Search code examples
iisiis-8.5arr

How to Configure/Enable Request Router Helper for IIS 8.5

We have a web filter/load balancer that directs traffic to our IIS 8.5 (Windows 2012 R2) servers. The issue is that in the IIS logs, the IP address (c-ip field) is logged as the local address of our load balancer (a Sophos UTM, not Microsoft’s ARR) while we need to log the actual client’s source IP (which is provided in the “custom” X-Forwarded-For header). I can’t use the “Advanced Logging” features of IIS to simply create another column as our log monitoring software can’t deal with this custom field, nor deal with the “_x” appended to the log file name.

Therefore, I have spent a number of hours trying to get Microsoft’s Request Router Helper to automatically convert the X-Forwarded-For field value to the c-ip field (which, I believe, it is supposed to do). Based on the reference sites I’ve listed below, I’ve done the following:

  1. Installed the requestrouterhelper_x64.msi from a ARR v3 installation on to our IIS 8.5 server
  2. I verified I could see the file (but did not change anything) at: C:\Windows\System32\inetsrv\config\schema\arr_helper_schema.xml
  3. I do not see any additional modules or features in IIS Manager (should I?)
  4. Viewed the log files (after IISRESET and even a reboot) and the c-ip value is still being recorded as 127.0.0.1, not the client's IP address

Are there any other things I need to do to enable/configure the Request Router Helper from ARR to automatically transpose the client IP into the c-ip field?

References:

IIS7/8: Logging the real client IP in the IIS hit logs

Client-ip not logged on application server when using ARR (original version for IIS 7)

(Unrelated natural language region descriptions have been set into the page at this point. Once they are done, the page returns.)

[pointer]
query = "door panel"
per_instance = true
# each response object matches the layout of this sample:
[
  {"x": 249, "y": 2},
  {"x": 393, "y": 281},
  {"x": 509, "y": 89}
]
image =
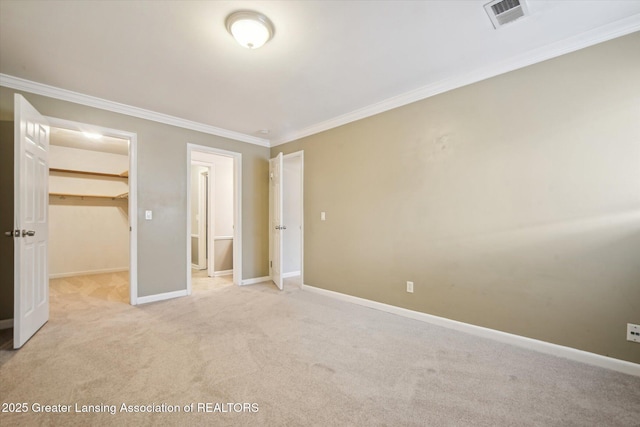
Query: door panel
[{"x": 31, "y": 176}]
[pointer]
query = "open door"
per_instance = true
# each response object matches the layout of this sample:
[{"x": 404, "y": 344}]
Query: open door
[
  {"x": 275, "y": 219},
  {"x": 31, "y": 231}
]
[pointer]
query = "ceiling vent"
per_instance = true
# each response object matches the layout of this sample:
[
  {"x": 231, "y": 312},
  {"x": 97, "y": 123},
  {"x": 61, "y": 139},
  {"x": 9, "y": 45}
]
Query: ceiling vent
[{"x": 504, "y": 11}]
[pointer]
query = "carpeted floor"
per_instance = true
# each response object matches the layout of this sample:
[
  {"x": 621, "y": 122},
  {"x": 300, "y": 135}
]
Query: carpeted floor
[{"x": 256, "y": 356}]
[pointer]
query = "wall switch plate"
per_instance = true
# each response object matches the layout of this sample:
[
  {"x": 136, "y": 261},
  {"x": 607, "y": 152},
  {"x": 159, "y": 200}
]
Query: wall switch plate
[
  {"x": 410, "y": 287},
  {"x": 633, "y": 332}
]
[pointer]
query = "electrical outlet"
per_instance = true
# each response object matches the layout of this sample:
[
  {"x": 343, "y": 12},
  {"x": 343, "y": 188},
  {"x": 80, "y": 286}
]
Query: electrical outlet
[
  {"x": 410, "y": 287},
  {"x": 633, "y": 332}
]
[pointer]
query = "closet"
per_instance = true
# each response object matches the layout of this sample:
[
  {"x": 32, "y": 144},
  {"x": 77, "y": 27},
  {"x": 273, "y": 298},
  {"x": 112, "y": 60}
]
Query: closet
[{"x": 88, "y": 204}]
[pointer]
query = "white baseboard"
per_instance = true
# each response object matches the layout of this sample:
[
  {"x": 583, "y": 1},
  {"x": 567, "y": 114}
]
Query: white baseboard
[
  {"x": 88, "y": 272},
  {"x": 291, "y": 274},
  {"x": 161, "y": 297},
  {"x": 6, "y": 323},
  {"x": 504, "y": 337},
  {"x": 255, "y": 280},
  {"x": 222, "y": 273}
]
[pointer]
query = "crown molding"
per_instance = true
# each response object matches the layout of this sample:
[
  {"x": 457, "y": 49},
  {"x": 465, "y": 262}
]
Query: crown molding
[
  {"x": 598, "y": 35},
  {"x": 103, "y": 104}
]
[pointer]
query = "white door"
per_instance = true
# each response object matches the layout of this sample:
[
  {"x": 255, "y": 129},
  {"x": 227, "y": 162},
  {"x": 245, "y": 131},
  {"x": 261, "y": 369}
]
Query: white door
[
  {"x": 275, "y": 219},
  {"x": 31, "y": 204}
]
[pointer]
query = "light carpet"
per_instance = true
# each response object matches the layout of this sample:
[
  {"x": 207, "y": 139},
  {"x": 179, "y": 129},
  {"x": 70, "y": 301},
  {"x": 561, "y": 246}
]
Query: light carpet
[{"x": 288, "y": 358}]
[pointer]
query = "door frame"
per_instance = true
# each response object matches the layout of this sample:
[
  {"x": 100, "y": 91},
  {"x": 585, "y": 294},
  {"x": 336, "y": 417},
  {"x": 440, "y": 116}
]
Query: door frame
[
  {"x": 300, "y": 154},
  {"x": 205, "y": 207},
  {"x": 133, "y": 190},
  {"x": 237, "y": 209}
]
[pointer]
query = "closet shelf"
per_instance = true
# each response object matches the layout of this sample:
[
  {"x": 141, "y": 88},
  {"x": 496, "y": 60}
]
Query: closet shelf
[
  {"x": 90, "y": 196},
  {"x": 124, "y": 174}
]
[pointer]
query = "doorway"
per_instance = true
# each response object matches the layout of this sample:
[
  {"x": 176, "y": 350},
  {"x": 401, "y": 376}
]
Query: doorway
[
  {"x": 286, "y": 212},
  {"x": 92, "y": 208},
  {"x": 213, "y": 216}
]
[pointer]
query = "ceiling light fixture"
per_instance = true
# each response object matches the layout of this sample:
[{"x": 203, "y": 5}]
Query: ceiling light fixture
[{"x": 250, "y": 29}]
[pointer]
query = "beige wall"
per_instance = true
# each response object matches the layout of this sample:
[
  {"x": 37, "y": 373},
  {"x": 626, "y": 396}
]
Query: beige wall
[
  {"x": 512, "y": 203},
  {"x": 162, "y": 184}
]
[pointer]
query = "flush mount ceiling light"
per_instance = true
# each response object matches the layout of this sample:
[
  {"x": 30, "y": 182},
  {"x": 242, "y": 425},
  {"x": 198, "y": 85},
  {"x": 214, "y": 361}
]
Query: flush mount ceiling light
[{"x": 250, "y": 29}]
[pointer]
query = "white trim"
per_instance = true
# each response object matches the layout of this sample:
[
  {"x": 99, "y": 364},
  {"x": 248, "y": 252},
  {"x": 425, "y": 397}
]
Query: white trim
[
  {"x": 290, "y": 274},
  {"x": 504, "y": 337},
  {"x": 301, "y": 155},
  {"x": 104, "y": 104},
  {"x": 6, "y": 323},
  {"x": 162, "y": 297},
  {"x": 256, "y": 280},
  {"x": 237, "y": 207},
  {"x": 223, "y": 238},
  {"x": 598, "y": 35},
  {"x": 133, "y": 192},
  {"x": 88, "y": 272},
  {"x": 222, "y": 273}
]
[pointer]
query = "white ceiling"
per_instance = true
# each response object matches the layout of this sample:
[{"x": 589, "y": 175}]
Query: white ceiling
[
  {"x": 329, "y": 63},
  {"x": 76, "y": 139}
]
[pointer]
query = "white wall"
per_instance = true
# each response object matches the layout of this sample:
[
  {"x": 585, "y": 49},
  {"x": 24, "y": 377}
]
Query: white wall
[
  {"x": 90, "y": 235},
  {"x": 222, "y": 182},
  {"x": 292, "y": 215}
]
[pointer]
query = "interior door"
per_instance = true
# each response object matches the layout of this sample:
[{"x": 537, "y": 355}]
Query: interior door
[
  {"x": 275, "y": 220},
  {"x": 31, "y": 204}
]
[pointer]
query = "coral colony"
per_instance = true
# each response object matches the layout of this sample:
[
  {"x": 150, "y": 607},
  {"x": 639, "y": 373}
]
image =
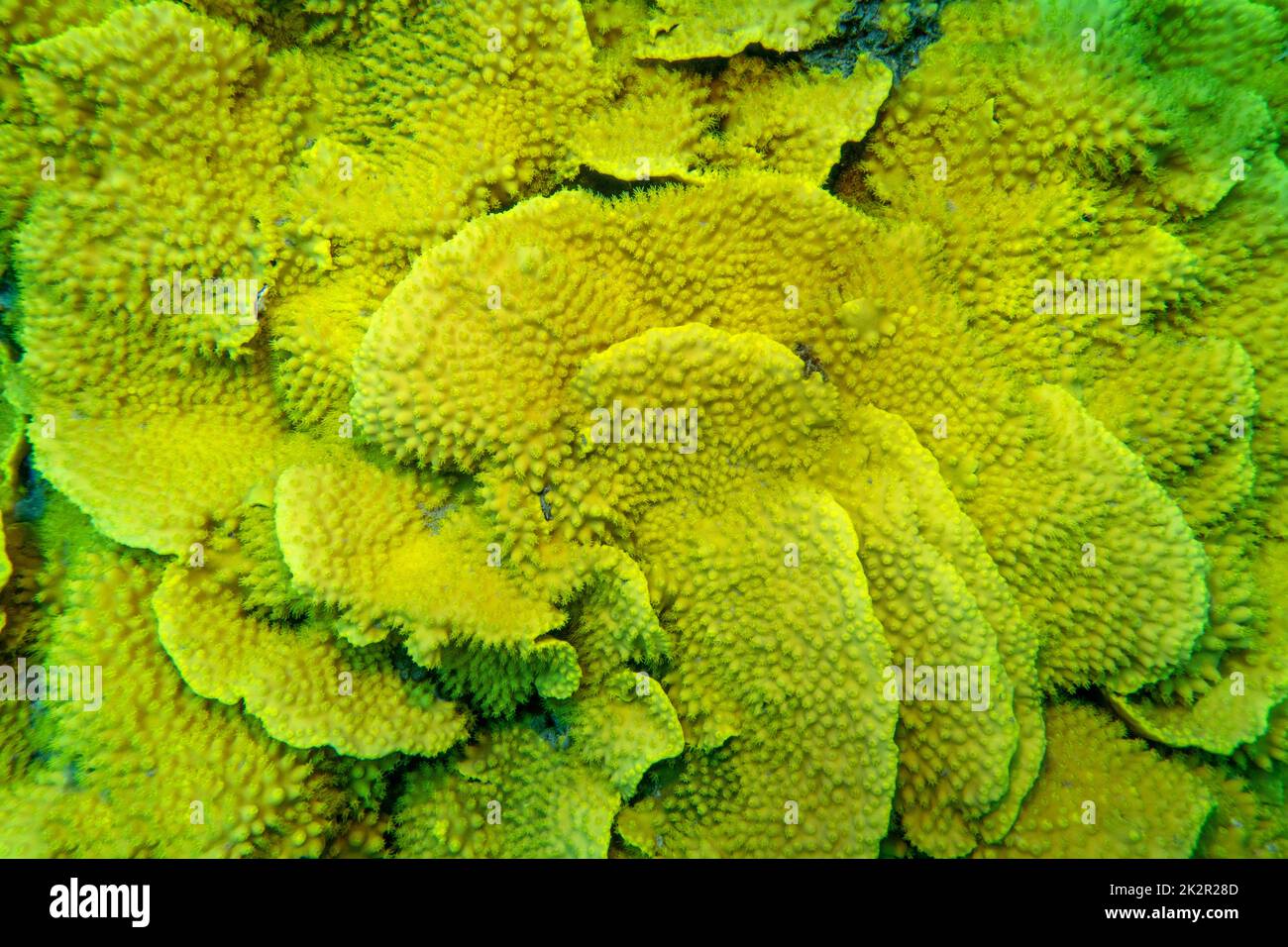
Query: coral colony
[{"x": 355, "y": 357}]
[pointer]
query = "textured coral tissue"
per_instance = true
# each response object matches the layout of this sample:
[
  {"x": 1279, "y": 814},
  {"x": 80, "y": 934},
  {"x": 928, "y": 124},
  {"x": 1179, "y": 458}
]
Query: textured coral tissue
[{"x": 643, "y": 428}]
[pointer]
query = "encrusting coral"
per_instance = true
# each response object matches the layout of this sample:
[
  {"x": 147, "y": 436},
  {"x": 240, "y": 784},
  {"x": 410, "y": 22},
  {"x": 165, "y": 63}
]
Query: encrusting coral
[{"x": 554, "y": 429}]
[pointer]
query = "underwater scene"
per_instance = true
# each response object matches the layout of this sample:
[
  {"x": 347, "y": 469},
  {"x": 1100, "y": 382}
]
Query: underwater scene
[{"x": 644, "y": 429}]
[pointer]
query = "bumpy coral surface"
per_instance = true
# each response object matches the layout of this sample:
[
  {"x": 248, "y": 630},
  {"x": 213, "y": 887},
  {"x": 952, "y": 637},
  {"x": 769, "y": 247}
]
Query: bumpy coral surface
[{"x": 644, "y": 429}]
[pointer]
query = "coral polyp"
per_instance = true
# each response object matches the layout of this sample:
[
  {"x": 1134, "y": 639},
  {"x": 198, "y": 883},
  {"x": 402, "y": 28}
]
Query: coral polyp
[{"x": 644, "y": 429}]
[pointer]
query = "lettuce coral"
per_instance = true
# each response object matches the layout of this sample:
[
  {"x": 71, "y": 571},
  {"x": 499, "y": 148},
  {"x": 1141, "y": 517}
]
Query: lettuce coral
[{"x": 644, "y": 429}]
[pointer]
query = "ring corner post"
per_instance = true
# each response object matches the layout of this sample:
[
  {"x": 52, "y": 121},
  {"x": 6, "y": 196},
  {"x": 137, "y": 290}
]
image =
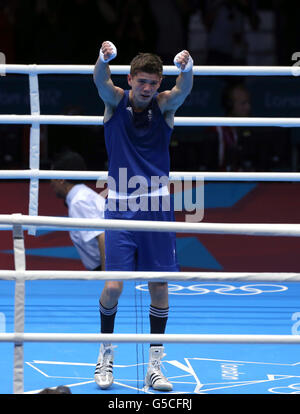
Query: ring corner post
[{"x": 20, "y": 265}]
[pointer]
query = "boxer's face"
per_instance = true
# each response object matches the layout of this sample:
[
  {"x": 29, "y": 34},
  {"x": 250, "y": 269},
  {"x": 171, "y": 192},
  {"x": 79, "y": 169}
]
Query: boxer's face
[{"x": 143, "y": 87}]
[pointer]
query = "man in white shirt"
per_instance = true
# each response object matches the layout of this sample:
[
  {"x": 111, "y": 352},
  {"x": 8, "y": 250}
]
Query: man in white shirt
[{"x": 82, "y": 202}]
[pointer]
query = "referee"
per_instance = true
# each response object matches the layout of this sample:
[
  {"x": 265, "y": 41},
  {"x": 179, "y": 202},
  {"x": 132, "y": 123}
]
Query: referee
[{"x": 82, "y": 202}]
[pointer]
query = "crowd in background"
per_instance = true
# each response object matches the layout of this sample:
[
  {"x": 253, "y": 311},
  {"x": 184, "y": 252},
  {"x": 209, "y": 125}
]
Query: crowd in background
[{"x": 71, "y": 32}]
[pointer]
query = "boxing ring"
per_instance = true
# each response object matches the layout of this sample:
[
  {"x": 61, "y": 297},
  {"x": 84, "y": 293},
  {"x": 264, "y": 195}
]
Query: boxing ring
[{"x": 18, "y": 223}]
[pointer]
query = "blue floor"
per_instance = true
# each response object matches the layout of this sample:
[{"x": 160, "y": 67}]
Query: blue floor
[{"x": 224, "y": 308}]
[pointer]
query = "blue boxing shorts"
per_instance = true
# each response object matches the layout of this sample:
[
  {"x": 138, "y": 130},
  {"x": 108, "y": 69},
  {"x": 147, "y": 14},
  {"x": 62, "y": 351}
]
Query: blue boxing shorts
[{"x": 140, "y": 250}]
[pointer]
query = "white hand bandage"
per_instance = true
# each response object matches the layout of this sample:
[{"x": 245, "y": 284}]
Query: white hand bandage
[
  {"x": 112, "y": 56},
  {"x": 188, "y": 66}
]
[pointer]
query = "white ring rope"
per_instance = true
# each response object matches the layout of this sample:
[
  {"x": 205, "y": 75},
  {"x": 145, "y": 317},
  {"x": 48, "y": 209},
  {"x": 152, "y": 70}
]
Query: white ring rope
[
  {"x": 174, "y": 176},
  {"x": 19, "y": 222},
  {"x": 153, "y": 276},
  {"x": 178, "y": 121},
  {"x": 167, "y": 70},
  {"x": 67, "y": 223},
  {"x": 144, "y": 338}
]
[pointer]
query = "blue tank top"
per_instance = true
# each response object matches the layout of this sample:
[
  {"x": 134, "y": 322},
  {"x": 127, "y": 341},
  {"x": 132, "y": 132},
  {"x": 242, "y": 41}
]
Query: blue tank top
[{"x": 137, "y": 143}]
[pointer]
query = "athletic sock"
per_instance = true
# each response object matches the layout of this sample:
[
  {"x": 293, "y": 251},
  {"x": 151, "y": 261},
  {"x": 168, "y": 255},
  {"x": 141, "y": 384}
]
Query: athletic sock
[
  {"x": 107, "y": 317},
  {"x": 158, "y": 321}
]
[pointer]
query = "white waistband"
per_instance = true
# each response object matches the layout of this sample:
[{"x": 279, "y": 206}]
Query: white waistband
[{"x": 162, "y": 191}]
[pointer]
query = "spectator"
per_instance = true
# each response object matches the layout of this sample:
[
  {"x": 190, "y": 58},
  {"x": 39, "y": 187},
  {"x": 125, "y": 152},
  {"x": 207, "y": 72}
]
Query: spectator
[{"x": 235, "y": 149}]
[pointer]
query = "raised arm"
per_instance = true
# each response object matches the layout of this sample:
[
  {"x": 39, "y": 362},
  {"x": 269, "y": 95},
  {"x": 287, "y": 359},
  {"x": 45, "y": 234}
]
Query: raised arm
[
  {"x": 170, "y": 101},
  {"x": 109, "y": 93}
]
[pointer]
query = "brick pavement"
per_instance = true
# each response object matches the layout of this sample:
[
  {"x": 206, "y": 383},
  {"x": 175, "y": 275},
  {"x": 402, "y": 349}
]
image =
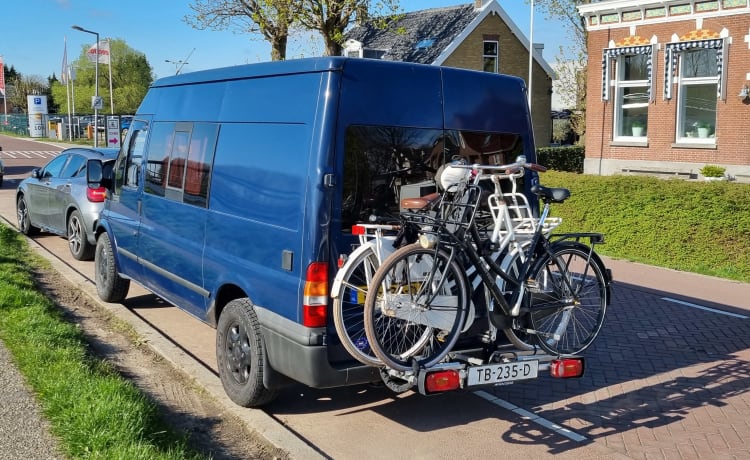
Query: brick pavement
[{"x": 664, "y": 380}]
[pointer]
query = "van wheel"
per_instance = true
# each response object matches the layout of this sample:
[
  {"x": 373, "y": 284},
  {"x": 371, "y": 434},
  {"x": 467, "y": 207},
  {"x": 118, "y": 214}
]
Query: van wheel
[
  {"x": 109, "y": 284},
  {"x": 241, "y": 355}
]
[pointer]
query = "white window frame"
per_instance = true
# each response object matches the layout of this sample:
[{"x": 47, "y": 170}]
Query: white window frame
[
  {"x": 495, "y": 56},
  {"x": 622, "y": 132},
  {"x": 685, "y": 82}
]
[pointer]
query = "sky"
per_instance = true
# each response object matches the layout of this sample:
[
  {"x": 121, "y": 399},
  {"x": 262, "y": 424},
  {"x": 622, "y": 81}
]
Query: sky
[{"x": 36, "y": 32}]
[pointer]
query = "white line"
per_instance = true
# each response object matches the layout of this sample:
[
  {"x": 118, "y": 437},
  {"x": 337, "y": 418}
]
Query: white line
[
  {"x": 532, "y": 417},
  {"x": 700, "y": 307}
]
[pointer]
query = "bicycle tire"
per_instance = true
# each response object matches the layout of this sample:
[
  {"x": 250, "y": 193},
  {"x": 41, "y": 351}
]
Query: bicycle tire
[
  {"x": 402, "y": 333},
  {"x": 349, "y": 303},
  {"x": 567, "y": 322}
]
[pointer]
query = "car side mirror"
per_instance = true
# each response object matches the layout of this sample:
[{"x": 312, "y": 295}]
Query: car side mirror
[{"x": 95, "y": 174}]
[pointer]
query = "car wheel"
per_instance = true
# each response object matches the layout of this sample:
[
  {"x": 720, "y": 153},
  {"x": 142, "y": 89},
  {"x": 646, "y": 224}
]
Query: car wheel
[
  {"x": 78, "y": 239},
  {"x": 24, "y": 221},
  {"x": 241, "y": 355},
  {"x": 110, "y": 286}
]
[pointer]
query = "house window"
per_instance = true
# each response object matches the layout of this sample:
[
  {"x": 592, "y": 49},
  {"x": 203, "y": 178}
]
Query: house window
[
  {"x": 697, "y": 90},
  {"x": 491, "y": 58},
  {"x": 632, "y": 89}
]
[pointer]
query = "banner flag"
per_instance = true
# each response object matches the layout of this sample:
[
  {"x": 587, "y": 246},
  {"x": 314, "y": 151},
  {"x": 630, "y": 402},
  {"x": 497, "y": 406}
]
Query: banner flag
[
  {"x": 2, "y": 77},
  {"x": 64, "y": 70},
  {"x": 103, "y": 52}
]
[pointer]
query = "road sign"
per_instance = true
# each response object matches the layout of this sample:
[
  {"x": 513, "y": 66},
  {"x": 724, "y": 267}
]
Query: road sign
[{"x": 113, "y": 131}]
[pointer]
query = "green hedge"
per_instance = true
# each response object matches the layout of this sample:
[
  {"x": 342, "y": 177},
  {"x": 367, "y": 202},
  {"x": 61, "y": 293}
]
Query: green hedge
[
  {"x": 696, "y": 226},
  {"x": 568, "y": 158}
]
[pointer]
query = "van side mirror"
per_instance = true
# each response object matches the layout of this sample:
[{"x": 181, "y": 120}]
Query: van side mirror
[{"x": 95, "y": 174}]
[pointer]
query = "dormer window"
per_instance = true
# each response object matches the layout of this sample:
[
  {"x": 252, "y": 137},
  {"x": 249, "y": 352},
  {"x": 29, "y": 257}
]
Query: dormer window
[
  {"x": 490, "y": 56},
  {"x": 424, "y": 44}
]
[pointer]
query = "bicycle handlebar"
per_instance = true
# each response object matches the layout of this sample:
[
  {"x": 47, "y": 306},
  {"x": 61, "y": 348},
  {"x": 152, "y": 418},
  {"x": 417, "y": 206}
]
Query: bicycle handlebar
[{"x": 512, "y": 168}]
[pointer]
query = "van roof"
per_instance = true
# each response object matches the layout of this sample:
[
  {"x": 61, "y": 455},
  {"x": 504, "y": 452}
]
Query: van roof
[{"x": 291, "y": 66}]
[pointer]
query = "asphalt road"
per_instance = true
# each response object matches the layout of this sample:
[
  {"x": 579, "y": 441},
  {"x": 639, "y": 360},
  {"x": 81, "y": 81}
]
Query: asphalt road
[{"x": 668, "y": 378}]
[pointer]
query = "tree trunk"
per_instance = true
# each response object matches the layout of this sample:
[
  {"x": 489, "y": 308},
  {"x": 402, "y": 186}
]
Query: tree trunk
[
  {"x": 333, "y": 48},
  {"x": 278, "y": 48}
]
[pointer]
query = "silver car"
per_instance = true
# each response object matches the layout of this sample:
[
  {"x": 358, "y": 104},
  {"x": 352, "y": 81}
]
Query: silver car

ARR Helper (for IIS8 - see accepted answer)

Solution

  • After many hours, we found out how to enable this on IIS 8.5. Here are the steps:

    1. Download the 64-bit version of the tool from this site. Do NOT install the version obtained by installing the ARR v3 Web Platform Installer (this was the biggest issue with it not working).
    2. Unzip and run the MSI from an admin command prompt
    3. Open C:\Windows\System32\inetsrv\config\applicationHost.config and check its module registration under the globalModules section (it should be as follows)

    < add name="ARRHelper" image="%ProgramFiles%\IIS\ARR Helper\requestRouterHelper.dll" />

    1. In the same file, check or add the following entry in the section location path="" / modules

    < add name="ARRHelper" />

    I hope this helps others that had this same frustration.